One week every month, Don Dougherty can usually be found relaxing or tinkering on projects around his home near Ludington, Michigan. But the other three weeks you’ll usually have to catch up to him on the road, where he racks up anywhere from 40,000 to 50,000 miles a year in his pickup.
The reason his job takes him to such far-flung locations? Dougherty is a senior technician for Loram Maintenance of Way, a Hamel, Minnesota-based company that maintains railways throughout North America and abroad—and you’ll find railroad track everywhere in the U.S., with roughly 233,000 miles of it spanning the country. When railway steel degrades over time, that’s when Amtrak and other train operators call in Loram for maintenance and repairs.
Keeping the Tracks on Track
Loram designs, builds and operates a fleet of specialized, multi-million dollar machines that remediate the rail bed as they move along the rails. While a railway’s safety is the main concern, the biggest issue for railroads moving tons of products thousands of miles per day is cost. Worn rails can develop bumps, dips and corrugations that reduce a locomotive’s fuel economy, cause derailments and even damage the products being transported as they’re jiggled and vibrated along the way.
Railway companies hire Loram to service fatigued metal by using grinding stones on the steel rails as it moves along the track. A Loram rail grinder, which is one of its more complex and sophisticated machines, can move up to 35 mph, pulling cars loaded with equipment. Stretching from 100- to 600-feet long, a rail grinder typically weighs about 182,000 pounds. Transporting one via cargo ship to an overseas client can pose major logistical challenges.
As long as there have been railroads, the rails have needed maintaining and companies like Loram, which has been around since 1954, have been doing the job. Because of the specialized work and sprawling distances involved, railroads typically contract out railway maintenance rather than keep their own equipment.

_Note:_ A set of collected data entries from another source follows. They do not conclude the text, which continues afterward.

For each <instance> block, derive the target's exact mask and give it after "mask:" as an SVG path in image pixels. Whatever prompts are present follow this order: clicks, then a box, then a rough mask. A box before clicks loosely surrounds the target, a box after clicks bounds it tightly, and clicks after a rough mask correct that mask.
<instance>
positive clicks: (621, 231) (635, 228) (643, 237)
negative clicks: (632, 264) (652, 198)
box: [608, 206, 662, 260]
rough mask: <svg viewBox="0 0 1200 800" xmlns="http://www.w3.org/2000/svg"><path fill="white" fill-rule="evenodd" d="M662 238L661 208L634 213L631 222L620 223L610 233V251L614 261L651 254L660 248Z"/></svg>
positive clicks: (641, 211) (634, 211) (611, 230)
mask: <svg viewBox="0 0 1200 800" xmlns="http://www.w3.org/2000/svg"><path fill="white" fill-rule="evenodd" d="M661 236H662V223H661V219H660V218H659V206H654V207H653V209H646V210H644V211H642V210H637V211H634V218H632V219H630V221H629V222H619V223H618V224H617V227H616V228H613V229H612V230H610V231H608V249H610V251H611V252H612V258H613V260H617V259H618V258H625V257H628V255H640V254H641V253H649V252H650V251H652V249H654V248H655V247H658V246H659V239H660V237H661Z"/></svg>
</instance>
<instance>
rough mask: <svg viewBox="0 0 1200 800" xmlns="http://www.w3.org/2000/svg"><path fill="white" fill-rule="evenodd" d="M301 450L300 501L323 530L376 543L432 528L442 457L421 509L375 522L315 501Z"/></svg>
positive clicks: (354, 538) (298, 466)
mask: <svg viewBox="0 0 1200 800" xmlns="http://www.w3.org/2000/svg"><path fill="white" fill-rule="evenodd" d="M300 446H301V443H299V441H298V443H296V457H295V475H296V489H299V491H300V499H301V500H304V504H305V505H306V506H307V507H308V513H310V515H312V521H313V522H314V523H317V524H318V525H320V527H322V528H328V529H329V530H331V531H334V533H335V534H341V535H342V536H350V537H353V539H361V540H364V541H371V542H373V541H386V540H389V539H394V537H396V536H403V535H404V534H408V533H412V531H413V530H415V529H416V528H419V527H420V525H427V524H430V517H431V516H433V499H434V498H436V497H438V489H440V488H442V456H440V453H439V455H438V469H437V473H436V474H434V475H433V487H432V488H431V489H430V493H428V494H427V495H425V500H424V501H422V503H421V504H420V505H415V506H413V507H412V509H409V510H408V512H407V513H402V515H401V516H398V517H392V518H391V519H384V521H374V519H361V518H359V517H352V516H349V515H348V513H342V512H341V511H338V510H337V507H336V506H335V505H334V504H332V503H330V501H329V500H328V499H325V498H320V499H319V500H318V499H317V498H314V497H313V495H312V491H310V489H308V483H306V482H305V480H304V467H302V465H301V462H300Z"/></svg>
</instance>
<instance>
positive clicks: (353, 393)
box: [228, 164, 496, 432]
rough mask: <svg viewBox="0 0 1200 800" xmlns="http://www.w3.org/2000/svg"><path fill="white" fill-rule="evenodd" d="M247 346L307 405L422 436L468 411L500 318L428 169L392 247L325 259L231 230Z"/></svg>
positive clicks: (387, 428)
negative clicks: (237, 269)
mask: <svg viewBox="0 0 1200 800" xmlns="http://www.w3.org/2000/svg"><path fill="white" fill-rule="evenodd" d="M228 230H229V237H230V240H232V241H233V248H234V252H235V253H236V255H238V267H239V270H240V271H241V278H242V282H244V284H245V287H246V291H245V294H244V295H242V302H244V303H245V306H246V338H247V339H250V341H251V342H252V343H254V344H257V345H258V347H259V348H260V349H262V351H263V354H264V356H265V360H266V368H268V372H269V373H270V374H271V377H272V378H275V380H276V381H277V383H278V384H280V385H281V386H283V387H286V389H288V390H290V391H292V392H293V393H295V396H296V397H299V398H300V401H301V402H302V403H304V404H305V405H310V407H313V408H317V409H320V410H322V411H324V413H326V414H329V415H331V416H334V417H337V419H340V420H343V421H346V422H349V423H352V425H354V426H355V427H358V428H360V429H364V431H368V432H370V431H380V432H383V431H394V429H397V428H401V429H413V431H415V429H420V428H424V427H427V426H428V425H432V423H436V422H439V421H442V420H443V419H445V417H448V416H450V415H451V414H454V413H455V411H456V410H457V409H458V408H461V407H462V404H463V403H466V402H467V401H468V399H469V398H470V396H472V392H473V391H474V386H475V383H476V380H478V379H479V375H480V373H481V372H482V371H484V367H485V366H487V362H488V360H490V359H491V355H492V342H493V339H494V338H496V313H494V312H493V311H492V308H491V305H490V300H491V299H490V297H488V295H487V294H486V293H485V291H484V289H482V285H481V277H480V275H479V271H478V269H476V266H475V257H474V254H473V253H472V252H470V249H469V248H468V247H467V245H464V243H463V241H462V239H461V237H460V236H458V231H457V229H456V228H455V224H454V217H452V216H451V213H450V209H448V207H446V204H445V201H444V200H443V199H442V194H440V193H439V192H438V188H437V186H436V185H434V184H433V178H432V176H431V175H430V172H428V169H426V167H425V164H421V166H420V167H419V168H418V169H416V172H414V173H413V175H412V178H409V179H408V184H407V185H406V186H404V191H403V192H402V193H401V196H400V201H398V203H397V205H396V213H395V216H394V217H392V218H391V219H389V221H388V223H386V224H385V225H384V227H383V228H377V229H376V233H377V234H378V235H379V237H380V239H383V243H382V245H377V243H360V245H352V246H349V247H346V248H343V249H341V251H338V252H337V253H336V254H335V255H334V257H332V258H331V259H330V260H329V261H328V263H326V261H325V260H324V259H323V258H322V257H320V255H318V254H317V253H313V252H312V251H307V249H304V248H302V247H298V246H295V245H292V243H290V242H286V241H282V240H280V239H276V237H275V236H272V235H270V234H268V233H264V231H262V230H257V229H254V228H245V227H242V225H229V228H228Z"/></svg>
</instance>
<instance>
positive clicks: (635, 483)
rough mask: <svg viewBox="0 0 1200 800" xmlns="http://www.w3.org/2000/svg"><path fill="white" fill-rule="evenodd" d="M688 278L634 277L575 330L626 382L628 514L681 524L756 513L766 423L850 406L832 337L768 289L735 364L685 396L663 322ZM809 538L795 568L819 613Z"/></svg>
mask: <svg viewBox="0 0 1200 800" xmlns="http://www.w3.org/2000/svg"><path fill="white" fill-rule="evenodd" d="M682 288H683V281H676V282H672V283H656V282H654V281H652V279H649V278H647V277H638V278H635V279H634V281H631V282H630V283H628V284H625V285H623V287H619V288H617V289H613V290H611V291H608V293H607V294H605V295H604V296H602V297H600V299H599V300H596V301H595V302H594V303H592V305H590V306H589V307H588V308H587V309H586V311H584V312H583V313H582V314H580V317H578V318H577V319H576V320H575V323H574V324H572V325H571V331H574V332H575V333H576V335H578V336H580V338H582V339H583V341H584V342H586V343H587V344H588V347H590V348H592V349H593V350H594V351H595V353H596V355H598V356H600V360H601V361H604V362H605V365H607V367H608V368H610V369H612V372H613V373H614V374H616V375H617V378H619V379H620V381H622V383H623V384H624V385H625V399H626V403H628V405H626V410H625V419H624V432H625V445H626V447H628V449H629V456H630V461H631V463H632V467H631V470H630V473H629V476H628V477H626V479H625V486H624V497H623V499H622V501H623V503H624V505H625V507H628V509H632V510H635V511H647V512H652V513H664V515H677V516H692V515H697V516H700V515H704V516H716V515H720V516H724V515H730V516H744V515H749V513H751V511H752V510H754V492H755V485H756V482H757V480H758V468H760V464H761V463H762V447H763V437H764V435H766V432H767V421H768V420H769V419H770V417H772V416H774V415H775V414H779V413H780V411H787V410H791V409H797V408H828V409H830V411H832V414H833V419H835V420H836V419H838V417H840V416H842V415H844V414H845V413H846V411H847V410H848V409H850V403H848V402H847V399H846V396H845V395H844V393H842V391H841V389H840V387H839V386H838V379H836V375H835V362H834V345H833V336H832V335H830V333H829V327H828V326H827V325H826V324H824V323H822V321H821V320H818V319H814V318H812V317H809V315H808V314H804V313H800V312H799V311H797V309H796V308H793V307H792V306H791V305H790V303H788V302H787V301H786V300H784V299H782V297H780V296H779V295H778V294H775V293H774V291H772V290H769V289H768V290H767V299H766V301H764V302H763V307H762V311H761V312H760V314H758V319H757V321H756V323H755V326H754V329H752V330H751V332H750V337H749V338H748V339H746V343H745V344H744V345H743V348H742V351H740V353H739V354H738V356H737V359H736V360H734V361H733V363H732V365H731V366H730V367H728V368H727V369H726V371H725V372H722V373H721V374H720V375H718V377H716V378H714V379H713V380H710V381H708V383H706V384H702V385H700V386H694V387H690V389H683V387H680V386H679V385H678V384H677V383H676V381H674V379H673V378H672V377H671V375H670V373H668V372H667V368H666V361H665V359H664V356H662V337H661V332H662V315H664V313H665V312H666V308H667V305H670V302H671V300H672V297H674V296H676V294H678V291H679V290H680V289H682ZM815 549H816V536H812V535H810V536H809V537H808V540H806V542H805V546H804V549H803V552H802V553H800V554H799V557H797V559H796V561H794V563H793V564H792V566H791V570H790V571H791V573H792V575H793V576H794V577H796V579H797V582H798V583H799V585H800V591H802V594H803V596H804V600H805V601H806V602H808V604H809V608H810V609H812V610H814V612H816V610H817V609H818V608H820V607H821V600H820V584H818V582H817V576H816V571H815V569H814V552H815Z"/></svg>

When a Behemoth Breaks Down
A railroad hiring one of Loram’s massive machines (and its crew) generally gives the company a time frame and location they want serviced. Scheduling is precise and arranged weeks or months in advance. Loram’s machines move across the country on the rails from track to track to get from one job to another. Time is always the enemy for maintenance work, since every minute a railway is being serviced is a minute it can’t be used to transport products and people.
Invariably, sometimes a Loram machine breaks down, and that’s when Dougherty gets a call. A 26-year veteran in railway maintenance, Dougherty has worked around the globe throughout Asia and Australia, checking wiring and fixing relays in everything from freezing sleet mountainsides to blazing hot deserts. “You often face some extreme conditions and remote locations. We try to solve problems remotely over the phone, but if that doesn’t work, it’s time to be on the way to help.”
A company app on Dougherty’s phone detects where the machine is and he is able to link it to a map program to get turn-by-turn directions. This is crucial, since the machine and its crew are on a critical clock being watched by the railroad.
Tools of the Rail-Grinding Trade
Dougherty’s go-to tool pack includes a variety of wrenches, ratchets and screwdrivers, as well as a trusty amp and volt meter and cable-tracing tools. The machines generally carry an abundance of spare parts, although Dougherty packs some extra wiring and electronic parts in his truck just to make sure there’s no delay when he arrives.
You can never truly predict where you will end up next. It could be 20 or 2,000 miles down the road. — Don Dougherty, Loram technician
While there are on-board technicians and crews that manage and maintain Loram’s massive machines, Dougherty gets called in to handle electrical repairs and track down electronic faults. Using programmable logic controllers on the machines, he can quickly spot bad relays or faulty wiring to isolate a problem.
Most technicians in this field have some background in electronics or electrical education, but primarily they learn their trade on the job. New techs are often hired to do basic maintenance on the machines and, in the process, get to know all the intricacies of the systems.
The Perks of Repairing the Rails
Annual pay for technicians is generally based on experience, ranging from mid-five figures up to $200,000 or more. “But there are some intangible benefits as well, especially for those who love the outdoors,” notes Dougherty. “You can never truly predict where you will end up next. It could be 20 or 2,000 miles down the road. That might mean a long plane flight or an even longer drive.
“Out here you get to see things most people don’t. You are often far removed from the main roads and highways. Many of the guys who work on our machines have taken up photography as a hobby. They send back some awesome pictures of the scenery and wildlife. Working out here has its own unique set of rewards.”